Internet Movies and Blu Ray


I’ve been thinking.  

A very dangerous thing, I know.  But I was wondering how the likes of VUDU (see my review), AppleTV, the Blockbuster (see my blog entry) and NetFlix (see my blog entry)  streaming video players will effect (hmmm, is that right?  effect, affect?) the life of Blu-Ray.  

A few weeks ago, I posted a more formal written opinion that I have copied below. 

Let me know what you think.


1. Streaming of movies (and other content) over the Internet will grow in the coming years.

2. High speed digital services to the home (DSL and cable modem) continue to increase.

3. High definition movies can be viewed at home without the need to rent a DVD or Blu-Ray DVD.  

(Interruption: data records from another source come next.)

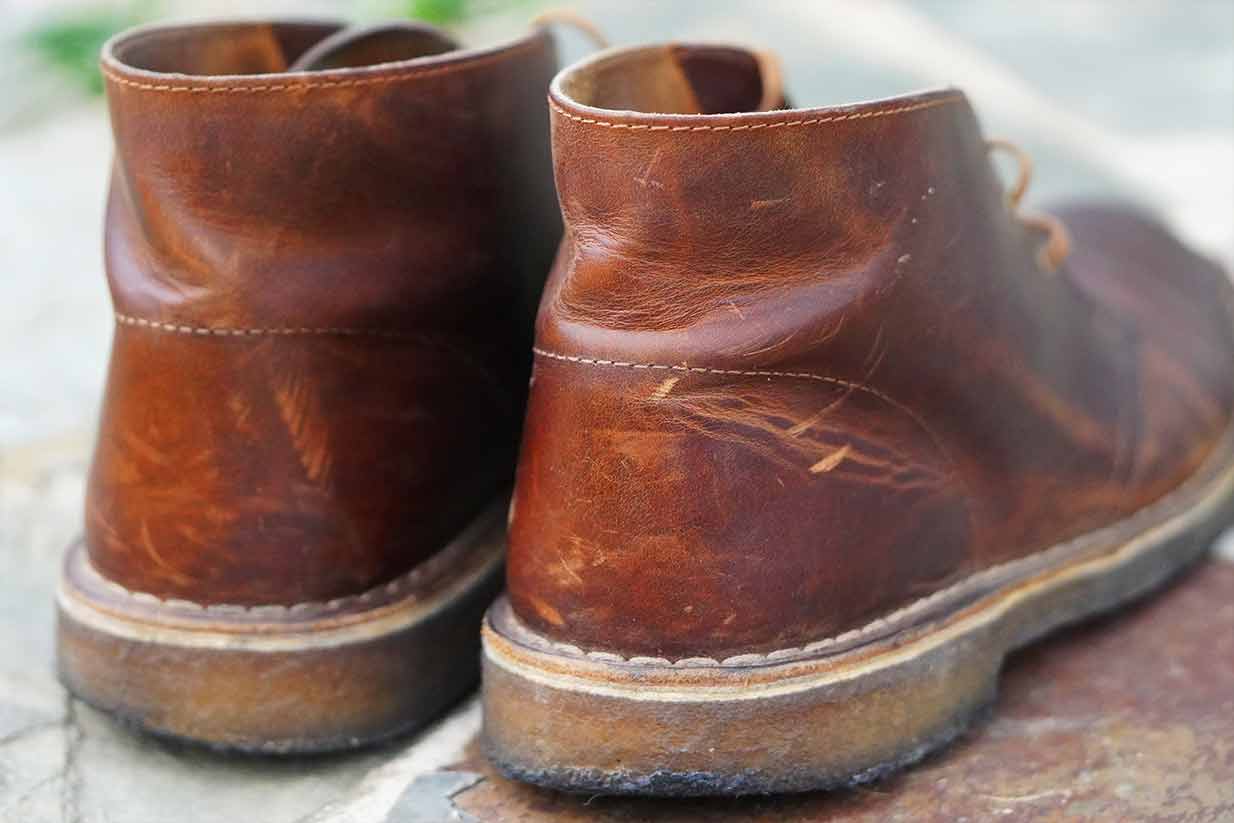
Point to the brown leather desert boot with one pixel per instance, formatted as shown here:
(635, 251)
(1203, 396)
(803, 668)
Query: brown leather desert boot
(325, 251)
(821, 428)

This is an important future direction that could shorten the life of Blu-Ray or at the very least lessen the impact Blu-Ray could have in the home.

Tel Bit Consulting’s View

Several companies are now offering high definition movies over the Internet.  These movies can be viewed on a high definition TV and require only a DSL or cable modem connection to the Internet, and a player.  There are technical issues the homeowner must overcome (for example they will need to bring DSL or Cable Modem Internet connectivity to the Family Room) but, the ability to rent a movie and watch it in high definition two to eight hours after renting it (without the need to go to the store) is compelling.

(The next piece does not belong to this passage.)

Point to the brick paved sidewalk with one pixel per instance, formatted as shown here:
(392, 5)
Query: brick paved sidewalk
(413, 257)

Apple TV came out with a set-top box over a year ago.  Although that required a computer to work properly, the latest versions do not, thus, in my opinion increasing the usability for the average person.  In the past year, more (non-computer based) devices (or players) have been introduced:  VUDU has advanced rapidly from standard definition and a small selection of HD movie titles to a significant number of high definition movies that rival the quality of Blu-Ray (they call their latest HD technology HDX).  More recently, NetFlix, Sony, and Blockbuster have announced players or Internet streaming of movies, or both.  Comcast (and other cable companies) have their own on-demand services.


In short, as these new Internet streaming players come into the marketplace, and more movies become available in high definition, the need (or desire) to purchase, or rent, a Blu-Ray DVD could diminish or never reach its full promise. 


One stumbling block for Internet streaming of video concerns the fact that Internet providers have been clamping down their connections (i.e. restricting the number of bits).  If that practice remains in place, or increases, that could spell trouble for Internet streaming of movies. 


But, if free and open Internet connectivity remains, and Internet streaming technology improves and more widely available, the life of a “Blu-Ray DVD” may be shorter than the life of the old, original “DVD”.